BitDepth#865 - December 18

Three keen young men want to give the world a moving 360 degree view of the best that Trinidad and Tobago has to offer.
The world all around us, online
Ameer Al-Jaleel, holding a mapping camera and Brent Webster at the Union Club. The rugged device can also be used for industrial and commercial projects. Photograph by Mark Lyndersay.

The team from AM-In Motion is enthusiastic. Start them talking about their video solution and it’s easy to begin seeing it as a magic bullet solution for the country’s moribund international tourism marketing efforts.
It’s no secret that Trinidad and Tobago’s industrious absence from the world tourism markets is only derailed by the cussedness of people who insist on coming here anyway.

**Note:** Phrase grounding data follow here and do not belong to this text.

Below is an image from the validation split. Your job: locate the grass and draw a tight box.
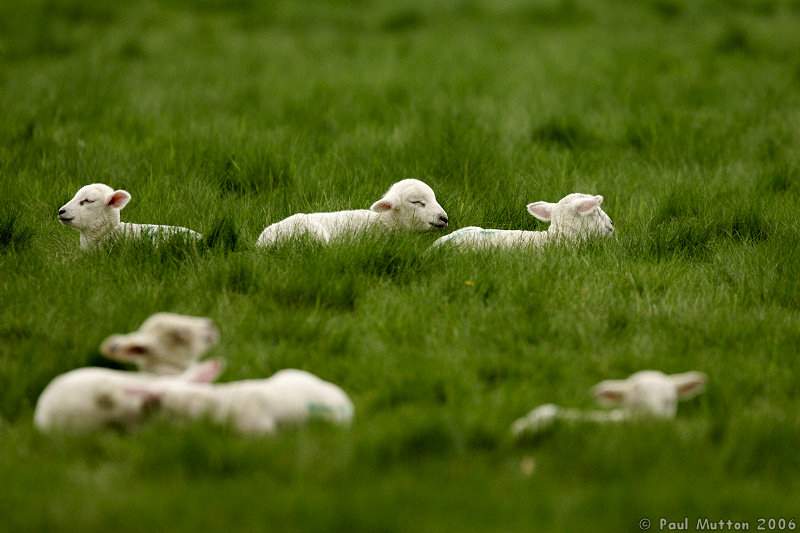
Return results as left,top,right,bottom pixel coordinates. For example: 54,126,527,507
0,0,800,532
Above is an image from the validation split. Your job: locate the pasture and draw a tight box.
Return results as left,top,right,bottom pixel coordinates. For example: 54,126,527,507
0,0,800,533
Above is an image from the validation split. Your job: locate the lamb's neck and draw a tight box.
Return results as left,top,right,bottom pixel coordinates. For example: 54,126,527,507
81,222,122,250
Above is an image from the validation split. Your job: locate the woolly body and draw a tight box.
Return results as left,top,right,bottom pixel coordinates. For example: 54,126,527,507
511,370,708,435
256,179,447,246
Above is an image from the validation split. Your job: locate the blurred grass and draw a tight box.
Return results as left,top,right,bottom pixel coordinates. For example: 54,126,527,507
0,0,800,532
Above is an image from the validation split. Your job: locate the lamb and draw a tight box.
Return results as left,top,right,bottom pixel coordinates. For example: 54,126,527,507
511,370,708,436
100,313,219,375
34,359,353,435
433,193,614,249
58,183,201,249
256,179,448,246
127,369,353,436
33,360,222,433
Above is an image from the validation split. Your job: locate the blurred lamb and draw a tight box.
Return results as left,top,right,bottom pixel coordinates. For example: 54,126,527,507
127,369,353,435
511,370,708,435
58,183,200,249
33,360,222,433
100,313,219,375
34,359,353,435
256,179,447,246
433,193,614,249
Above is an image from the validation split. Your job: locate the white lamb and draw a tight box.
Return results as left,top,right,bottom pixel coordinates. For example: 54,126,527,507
256,179,447,246
33,360,222,433
34,359,353,435
127,369,353,435
100,313,219,375
511,370,708,435
433,193,614,249
58,183,201,249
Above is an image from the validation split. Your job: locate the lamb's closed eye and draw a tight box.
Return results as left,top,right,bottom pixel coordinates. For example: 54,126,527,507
256,179,448,246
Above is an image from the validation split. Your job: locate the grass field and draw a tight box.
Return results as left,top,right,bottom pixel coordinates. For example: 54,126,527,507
0,0,800,532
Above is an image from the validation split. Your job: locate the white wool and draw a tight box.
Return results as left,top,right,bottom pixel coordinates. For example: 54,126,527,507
433,193,614,249
58,183,201,249
100,313,219,375
256,179,447,246
34,359,353,435
152,369,353,435
511,370,708,435
33,361,221,433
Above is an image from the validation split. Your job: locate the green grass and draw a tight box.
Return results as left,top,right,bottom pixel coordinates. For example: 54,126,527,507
0,0,800,532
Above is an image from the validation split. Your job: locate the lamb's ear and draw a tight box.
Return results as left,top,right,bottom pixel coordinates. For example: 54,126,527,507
591,379,630,407
167,328,192,346
574,194,603,215
106,190,131,209
370,191,402,213
181,357,225,383
370,196,399,213
100,335,153,362
100,335,123,357
669,372,708,400
528,202,556,222
124,387,161,414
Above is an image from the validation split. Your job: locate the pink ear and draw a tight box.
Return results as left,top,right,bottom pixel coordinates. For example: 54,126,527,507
592,379,628,407
370,198,394,213
670,372,708,400
124,387,161,410
183,358,225,383
528,202,554,222
106,190,131,209
575,195,603,215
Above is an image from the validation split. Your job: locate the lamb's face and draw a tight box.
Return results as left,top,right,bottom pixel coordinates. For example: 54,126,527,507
100,313,219,374
592,370,707,418
371,179,448,231
528,193,614,239
58,183,131,232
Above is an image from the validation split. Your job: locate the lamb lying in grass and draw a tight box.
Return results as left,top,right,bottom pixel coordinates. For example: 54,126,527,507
33,361,222,433
58,183,200,249
511,370,708,435
256,179,447,246
433,193,614,249
100,313,219,375
34,359,353,435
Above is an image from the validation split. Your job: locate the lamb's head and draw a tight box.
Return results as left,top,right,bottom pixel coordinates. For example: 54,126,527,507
58,183,131,233
528,193,614,239
100,313,219,375
371,179,447,231
592,370,708,418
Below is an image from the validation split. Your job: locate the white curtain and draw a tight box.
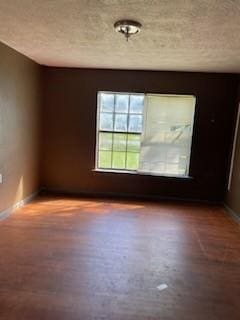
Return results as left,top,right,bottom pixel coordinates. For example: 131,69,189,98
138,94,195,175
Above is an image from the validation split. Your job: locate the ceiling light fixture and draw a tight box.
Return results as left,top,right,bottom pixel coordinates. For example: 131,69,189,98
114,20,142,41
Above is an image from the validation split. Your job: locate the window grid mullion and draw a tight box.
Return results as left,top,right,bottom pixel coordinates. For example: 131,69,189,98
125,94,130,169
111,94,116,169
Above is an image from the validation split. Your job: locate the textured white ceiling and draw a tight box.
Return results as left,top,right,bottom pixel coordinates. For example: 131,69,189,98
0,0,240,73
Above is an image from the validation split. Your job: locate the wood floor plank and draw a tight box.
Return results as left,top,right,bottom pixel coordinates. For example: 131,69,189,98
0,196,240,320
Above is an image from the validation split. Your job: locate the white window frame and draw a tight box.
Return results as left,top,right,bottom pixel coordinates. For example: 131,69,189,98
93,90,197,179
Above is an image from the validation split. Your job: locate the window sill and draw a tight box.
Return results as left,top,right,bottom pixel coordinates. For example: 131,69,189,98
92,168,193,180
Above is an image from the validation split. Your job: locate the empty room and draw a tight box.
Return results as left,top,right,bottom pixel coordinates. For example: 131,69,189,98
0,0,240,320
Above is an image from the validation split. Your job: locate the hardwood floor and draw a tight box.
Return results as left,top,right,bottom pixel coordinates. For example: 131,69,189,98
0,197,240,320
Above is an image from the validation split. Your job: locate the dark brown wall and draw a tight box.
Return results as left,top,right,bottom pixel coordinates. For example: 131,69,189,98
0,43,41,212
226,78,240,217
41,68,237,201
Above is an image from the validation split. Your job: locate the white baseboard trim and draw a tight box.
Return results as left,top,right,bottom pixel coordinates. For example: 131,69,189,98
223,203,240,223
0,190,40,221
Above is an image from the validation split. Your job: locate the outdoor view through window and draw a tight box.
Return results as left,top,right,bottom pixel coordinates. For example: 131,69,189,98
96,92,195,176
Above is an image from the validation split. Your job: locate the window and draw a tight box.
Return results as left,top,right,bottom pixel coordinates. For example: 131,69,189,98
96,92,195,176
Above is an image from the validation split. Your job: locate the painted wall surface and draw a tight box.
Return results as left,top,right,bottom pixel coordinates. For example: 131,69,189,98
41,67,237,201
0,43,40,212
226,81,240,217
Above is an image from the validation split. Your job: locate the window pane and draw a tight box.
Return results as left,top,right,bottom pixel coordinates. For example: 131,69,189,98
126,152,139,170
139,95,195,176
115,94,129,113
127,134,141,152
130,95,144,113
99,132,113,150
128,115,142,132
112,151,126,169
98,151,112,169
113,133,127,151
100,113,113,131
114,114,127,131
100,93,114,112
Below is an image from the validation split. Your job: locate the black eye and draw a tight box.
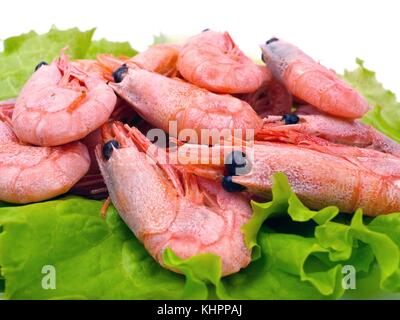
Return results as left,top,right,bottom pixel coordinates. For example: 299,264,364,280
282,113,300,124
265,38,279,45
103,140,119,160
113,63,128,83
35,61,48,71
225,151,250,176
221,176,246,192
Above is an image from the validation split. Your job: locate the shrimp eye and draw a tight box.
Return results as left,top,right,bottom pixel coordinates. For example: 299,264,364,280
265,38,279,45
225,151,250,176
221,176,246,192
35,61,48,71
113,63,128,83
282,113,300,124
103,140,119,160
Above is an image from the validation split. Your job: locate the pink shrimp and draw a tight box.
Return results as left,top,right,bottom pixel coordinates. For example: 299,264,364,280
0,112,90,203
97,44,180,77
178,136,400,216
96,124,251,275
109,67,262,143
178,30,270,93
12,52,116,146
237,75,293,118
256,106,400,157
261,38,370,119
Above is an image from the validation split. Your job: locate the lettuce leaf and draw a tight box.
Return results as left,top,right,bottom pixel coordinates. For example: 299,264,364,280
343,59,400,142
0,27,136,100
0,174,400,299
0,197,188,299
0,28,400,299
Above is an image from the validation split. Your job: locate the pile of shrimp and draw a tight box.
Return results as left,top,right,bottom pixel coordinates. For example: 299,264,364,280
0,29,400,275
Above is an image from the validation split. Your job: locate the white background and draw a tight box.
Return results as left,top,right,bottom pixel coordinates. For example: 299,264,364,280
0,0,400,95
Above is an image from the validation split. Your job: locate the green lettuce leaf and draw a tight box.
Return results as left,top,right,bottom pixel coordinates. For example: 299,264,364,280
0,28,400,299
343,59,400,142
0,28,136,100
0,174,400,299
85,39,137,59
0,197,184,299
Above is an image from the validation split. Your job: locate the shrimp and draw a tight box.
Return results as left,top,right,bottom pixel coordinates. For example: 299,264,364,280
176,131,400,216
0,99,15,118
237,79,293,118
109,67,263,143
256,106,400,157
177,30,270,93
12,52,117,146
97,44,180,77
0,112,90,203
96,123,251,275
261,38,370,119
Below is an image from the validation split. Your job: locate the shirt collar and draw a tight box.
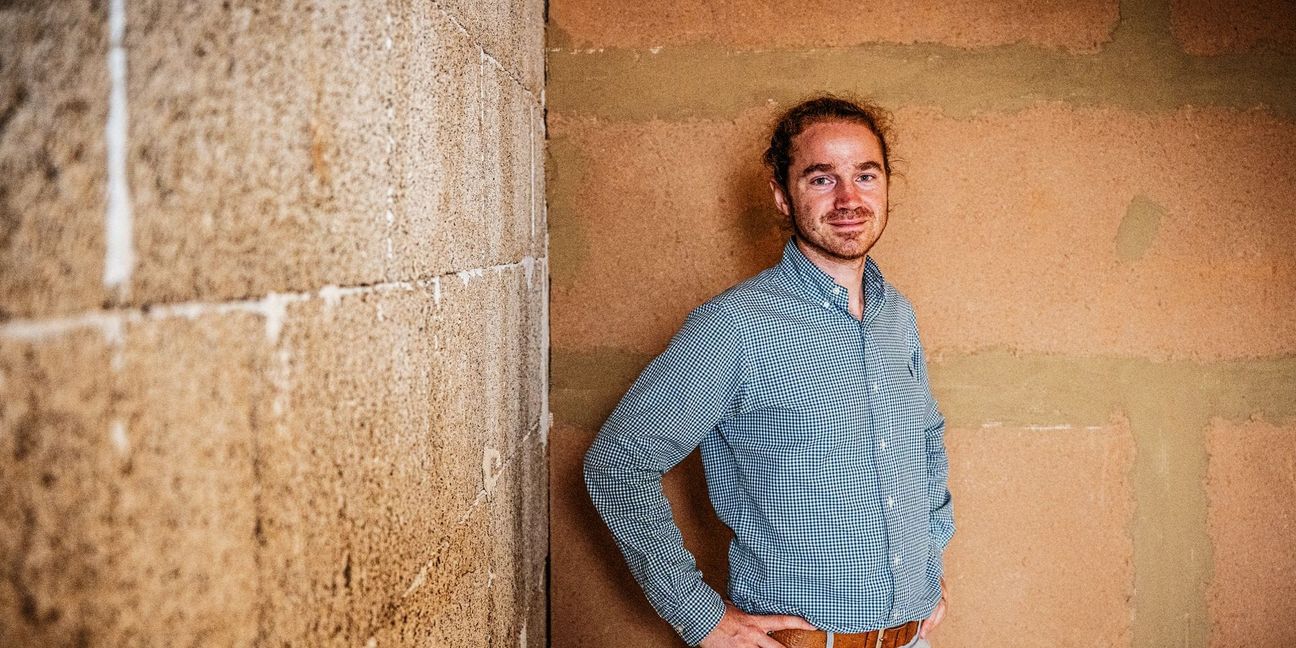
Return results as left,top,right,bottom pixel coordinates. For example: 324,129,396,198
779,237,886,310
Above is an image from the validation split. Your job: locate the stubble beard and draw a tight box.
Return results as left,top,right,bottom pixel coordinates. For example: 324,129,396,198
789,206,881,262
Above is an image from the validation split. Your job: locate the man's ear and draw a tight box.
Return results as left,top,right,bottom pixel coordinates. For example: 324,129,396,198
770,178,792,216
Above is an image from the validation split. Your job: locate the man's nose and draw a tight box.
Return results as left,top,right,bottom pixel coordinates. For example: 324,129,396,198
833,183,861,209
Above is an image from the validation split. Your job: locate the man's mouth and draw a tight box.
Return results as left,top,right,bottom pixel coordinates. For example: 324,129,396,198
824,209,874,228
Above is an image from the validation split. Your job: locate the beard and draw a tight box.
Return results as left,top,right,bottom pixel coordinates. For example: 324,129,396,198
789,206,881,262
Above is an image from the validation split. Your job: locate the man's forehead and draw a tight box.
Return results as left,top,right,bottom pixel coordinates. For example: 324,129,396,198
792,121,883,166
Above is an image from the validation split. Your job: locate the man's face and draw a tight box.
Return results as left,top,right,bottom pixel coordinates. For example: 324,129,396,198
770,122,888,262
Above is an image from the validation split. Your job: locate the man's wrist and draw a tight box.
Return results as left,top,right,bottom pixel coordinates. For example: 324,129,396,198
667,582,724,645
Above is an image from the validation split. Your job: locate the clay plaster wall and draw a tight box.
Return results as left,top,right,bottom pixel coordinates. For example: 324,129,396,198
548,0,1296,648
0,0,550,648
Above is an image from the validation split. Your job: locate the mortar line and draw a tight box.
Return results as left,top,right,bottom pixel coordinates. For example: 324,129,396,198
0,255,535,341
104,0,135,301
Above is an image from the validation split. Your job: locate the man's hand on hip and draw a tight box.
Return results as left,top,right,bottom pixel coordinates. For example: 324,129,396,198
918,578,949,639
699,601,815,648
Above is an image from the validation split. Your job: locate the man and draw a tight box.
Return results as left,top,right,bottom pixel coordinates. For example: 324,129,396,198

Virgin Airlines, always game for an uphill gamble is withdrawing from its Tobago route, a man willing to fund tours to space deciding that the chances for success on our sister island are too slim.
Listening to Ameer Al-Jaleel and Brent Webster talk about their new 360 degree video tour project is a bit like drinking from a firehose, the two trodding merrily over each other’s conversations in a rush to explain what they’re up to.

Better yet, have a look at it first
here. And don’t just look at the video, swipe or click around in it to experience the vertiginous sense of gliding visually through a live action experience.
Back yet? Good. It’s a sticky experience isn’t it? Al-Jaleel and Webster claim that people have been spending five minutes watching every minute of that video.

AM-In Motion proposes to use that technology to launch two projects, Explore T&T, a series of visual tour experiences of tourist friendly sites in Trinidad and Tobago and Carnival 360, a live stream experience of the festival that visitors can interact with.

Al-Jaleel’s excitement about the Carnival 360 project, and his adventurous plans for it make it distressing to learn that the lead time for Carnival 2013 is too close to consider and his team is aiming for a deployment in 2014. He believes that he can attract at least 50 million viewers to see the festival streamed live on this platform.

“Our Carnival is being overshadowed,” Al-Jaleel said. “I had my first experience in J’Ouvert last year, and I was amazed by the intimacy of it. I don’t think that people who hear about our festival really know what it’s like, and I think this technology can really show them that.”

The Explore T&T video project and its accompanying website and smartphone app will depend on the Government’s enthusiasm to implement it, but the team is hoping for a launch in early 2013. The software development will take at least two months and the approval process to get into the iTunes store, and the Android Play store can add another three weeks to that.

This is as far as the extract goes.